Please note, that in this scenario the data is written to the public schema of the digitalhub database. It is recommended to expose explicitly only the specific datasets via dedicated schema and views. For this the following stepls should be performed:

  • create a new api schema for your database (it is possible to use e.g., SQLPad workspace from Coder).
create schema if not exists api;
  • create views for the stored tables (e.g., using the SQLPad tool as before)
create or replace view api.parkings as select * from public.parkings;
create or replace view api.parking_data_aggregated as select * from public.parking_data_aggregated;
create or replace view api.parkings_latest as select * from public.parkings_latest;
create or replace view api.parkings_prediction as select * from public.parkings_prediction;
  • create a PostgreSQL instance using the KRM UI. Specify api as exposed schema and an appropriate user (e.g., default read-only user for the digitalhub database).
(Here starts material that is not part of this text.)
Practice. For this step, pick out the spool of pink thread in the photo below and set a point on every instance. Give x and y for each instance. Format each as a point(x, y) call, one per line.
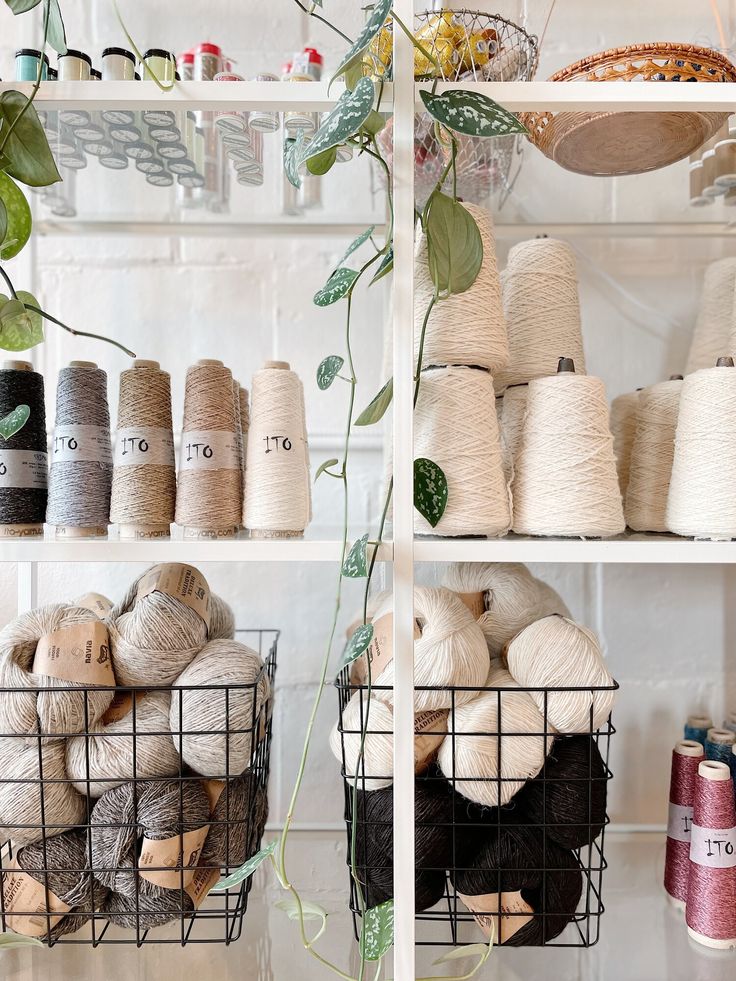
point(711, 893)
  • expose the service using API Gateway in KRM). To access the data represented in the specific view, use the calls <host>/<view_name>. Please take into account that the propagation of the DNS name may require some time.

3. Data Visualization

The folder dashboards contains the dashboards that can be used for the visualization of the parking data. In particular

  • grafana_parkings.json defines a Grafana dashboard with the parking data. Import it in the grafana instance of interest and replace the UID of the digitalhub datasource with the one configured in your instance.

4. ML Model Training and Serving

Based on the historical data collected the project allows for training a parking occupancy prediction model and expose it as a service. The training code is managed by the train-multimodel operation (see src/train_multimodel.py for details) and creates a NBEATS DL global model using darts framework. The model is then deployed using Nuclio serverless platform with a custom service for this model to make predictions. The "parcheggi" contains the necessary details for declaring a serving functions, adding the trained model and deploying it on the platform using the custom server implementation (see predictor_serving.py for further details).